Sto lat temu nastąpił jeden z kluczowych momentów historii Polski. 1920 r. przyniósł nie tylko wielki militarny sukces, ale też odpowiedź na pytanie, czym jest Polska. Z okazji stulecia tych wydarzeń przypominamy tydzień po tygodniu dni, w których ważył się los Europy. Wielogłosowa opowieść o tamtym czasie prowadzona jest tak, by można było współcześnie poczuć rytm ówczesnego życia, trudny już do wyobrażenia. Dziś odcinek 26: 9–15 października.
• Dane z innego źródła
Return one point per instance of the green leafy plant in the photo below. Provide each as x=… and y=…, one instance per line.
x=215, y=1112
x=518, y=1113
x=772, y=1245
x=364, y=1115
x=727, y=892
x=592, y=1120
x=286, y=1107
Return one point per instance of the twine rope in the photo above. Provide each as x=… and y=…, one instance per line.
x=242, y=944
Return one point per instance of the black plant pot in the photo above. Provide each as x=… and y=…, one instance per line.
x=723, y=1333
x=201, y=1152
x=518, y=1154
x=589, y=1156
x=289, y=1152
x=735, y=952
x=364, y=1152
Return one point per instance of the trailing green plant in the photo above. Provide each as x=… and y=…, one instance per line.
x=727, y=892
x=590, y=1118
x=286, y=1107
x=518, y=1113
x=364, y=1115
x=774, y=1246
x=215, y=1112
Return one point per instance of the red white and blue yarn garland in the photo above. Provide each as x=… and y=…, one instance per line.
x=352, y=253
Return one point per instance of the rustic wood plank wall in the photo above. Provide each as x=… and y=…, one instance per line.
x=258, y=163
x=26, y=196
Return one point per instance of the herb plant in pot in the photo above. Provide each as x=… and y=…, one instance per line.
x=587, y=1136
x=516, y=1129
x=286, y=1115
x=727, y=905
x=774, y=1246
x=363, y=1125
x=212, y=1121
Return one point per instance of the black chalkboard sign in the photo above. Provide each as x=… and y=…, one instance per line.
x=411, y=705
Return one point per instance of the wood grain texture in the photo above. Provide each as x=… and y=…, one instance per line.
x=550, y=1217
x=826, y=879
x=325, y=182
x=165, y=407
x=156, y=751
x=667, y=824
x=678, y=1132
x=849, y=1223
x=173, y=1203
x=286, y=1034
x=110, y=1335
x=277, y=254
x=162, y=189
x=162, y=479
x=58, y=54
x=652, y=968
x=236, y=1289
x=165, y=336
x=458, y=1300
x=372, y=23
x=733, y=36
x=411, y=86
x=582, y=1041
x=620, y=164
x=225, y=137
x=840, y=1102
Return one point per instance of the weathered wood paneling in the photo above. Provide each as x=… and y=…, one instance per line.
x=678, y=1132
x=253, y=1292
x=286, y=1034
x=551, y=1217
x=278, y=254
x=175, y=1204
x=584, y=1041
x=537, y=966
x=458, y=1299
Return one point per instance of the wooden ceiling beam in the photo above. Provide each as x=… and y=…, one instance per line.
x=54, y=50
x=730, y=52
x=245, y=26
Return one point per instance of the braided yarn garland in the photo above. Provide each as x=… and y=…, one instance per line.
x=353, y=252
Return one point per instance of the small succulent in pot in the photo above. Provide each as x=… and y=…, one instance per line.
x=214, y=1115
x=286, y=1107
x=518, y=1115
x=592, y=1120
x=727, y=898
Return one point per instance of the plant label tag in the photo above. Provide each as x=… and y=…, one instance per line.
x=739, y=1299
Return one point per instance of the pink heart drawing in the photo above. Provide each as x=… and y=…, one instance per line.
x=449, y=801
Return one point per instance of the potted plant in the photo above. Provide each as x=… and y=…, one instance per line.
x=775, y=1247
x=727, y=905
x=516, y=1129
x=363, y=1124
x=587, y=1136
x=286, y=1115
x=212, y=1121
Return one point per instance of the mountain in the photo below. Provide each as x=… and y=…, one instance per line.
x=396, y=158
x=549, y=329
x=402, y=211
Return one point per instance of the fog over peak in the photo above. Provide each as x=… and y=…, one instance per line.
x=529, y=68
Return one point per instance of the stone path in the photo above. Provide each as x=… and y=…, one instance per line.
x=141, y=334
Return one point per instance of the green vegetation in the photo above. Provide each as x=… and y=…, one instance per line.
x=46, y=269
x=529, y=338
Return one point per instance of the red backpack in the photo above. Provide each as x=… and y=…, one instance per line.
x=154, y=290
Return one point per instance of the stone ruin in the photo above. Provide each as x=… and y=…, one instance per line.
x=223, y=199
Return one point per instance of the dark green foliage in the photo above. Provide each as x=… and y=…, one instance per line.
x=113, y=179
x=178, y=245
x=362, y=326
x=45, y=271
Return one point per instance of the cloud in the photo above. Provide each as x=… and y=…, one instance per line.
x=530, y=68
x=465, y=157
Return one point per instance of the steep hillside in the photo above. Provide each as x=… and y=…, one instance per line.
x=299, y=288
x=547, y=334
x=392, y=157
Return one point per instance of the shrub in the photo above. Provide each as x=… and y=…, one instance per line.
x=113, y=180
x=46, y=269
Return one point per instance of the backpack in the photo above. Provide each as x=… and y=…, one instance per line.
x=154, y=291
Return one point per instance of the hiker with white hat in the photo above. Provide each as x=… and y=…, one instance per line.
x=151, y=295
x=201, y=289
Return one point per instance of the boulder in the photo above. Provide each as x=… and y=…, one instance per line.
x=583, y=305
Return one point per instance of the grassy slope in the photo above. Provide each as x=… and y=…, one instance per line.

Czytaj też: Nerwy podarte, postrzępione
9 października oddziały gen. Lucjana Żeligowskiego odrzucają wojska litewskie, które stawiają opór – i opanowują Wilno. Rząd litewski składa protest przeciwko tej akcji w Lidze Narodów. 10 października rozpoczyna się ostatnia operacja wojsk polskich na froncie wschodnim – atak na pozycje sowieckiej 3 Armii pod Mołodecznem. 12 października w Rydze podpisana zostaje umowa o preliminariach pokojowych i rozejmie między Polską a Sowietami. Tego dnia gen. Żeligowski wydaje dekrety, zgodnie z którymi ma sprawować w Wilnie osobistą władzę – jako naczelny dowódca wojsk „Litwy Środkowej”. Rząd polski oficjalnie odcina się od tej akcji. W społeczeństwie narasta zmęczenie wojną.
Czytaj też: Dwie twierdze w jeden dzień
Kpt. Wacław Kotowski, 1 Pułk Ułanów Wileńskich:
Marsz na Wilno odbywał się prawie spokojnie, z wyjątkiem kilku małych utarczek niemających większego znaczenia w akcji bojowej pułku.